FET: Fun Endeavors Together

May 2, 2023 by Arya Voronova 42 Comments

Last time, we’ve looked over FET basics, details, nuances and caveats. Basics aren’t all there is to FETs, however – let’s go through real-world uses, in all their wonderful variety! I want to show you a bunch of cool circuits where a friendly FET, specifically a MOSFET, can help you – and, along the way, I’d also like to introduce you to a few FETs that I feel like you all could have a good long-term friendship with. If you don’t already know them, that is!

Driving Relays

Perhaps, that’s the single most popular use for an NPN transistor – driving coils, like relays or solenoids. We are quite used to driving relays with BJTs, typically an NPN – but it doesn’t have to be a BJT, FETs often will do the job just as fine! Here’s an N-FET, used in the exact same configuration as a typical BJT is, except instead of a base current limiting resistor, we have a gate-source resistor – you can’t quite solder the BJT out and solder the FET in after you have designed the board, but it’s a pretty seamless replacement otherwise. The freewheel (back EMF protection) diode is still needed for when you switch the relay and the coil produces wacky voltages in protest, but hey, can’t have every single aspect be superior.

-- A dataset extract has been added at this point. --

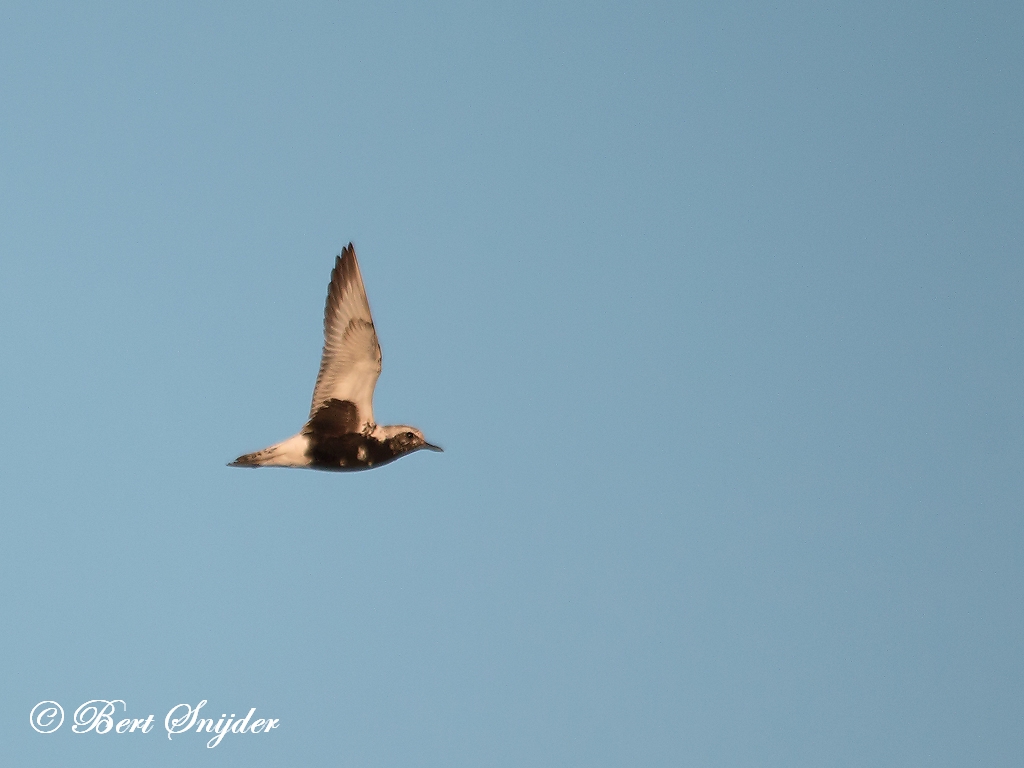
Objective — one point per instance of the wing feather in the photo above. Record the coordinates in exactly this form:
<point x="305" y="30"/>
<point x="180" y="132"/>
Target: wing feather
<point x="351" y="359"/>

The reason you can drive it the same way is quite simple: in the usual NPN circuit, the relay is driven by a 3.3 V or a 5 V logic level GPIO, and for small signal FETs, that is well within Vgs. However, if your MCU has 1.8 V GPIOs and your FET’s Vgs doesn’t quite cut it, an NPN transistor is a more advantageous solution, since that one will work as long as you can source the whatever little current and the measly 0.7 V needed.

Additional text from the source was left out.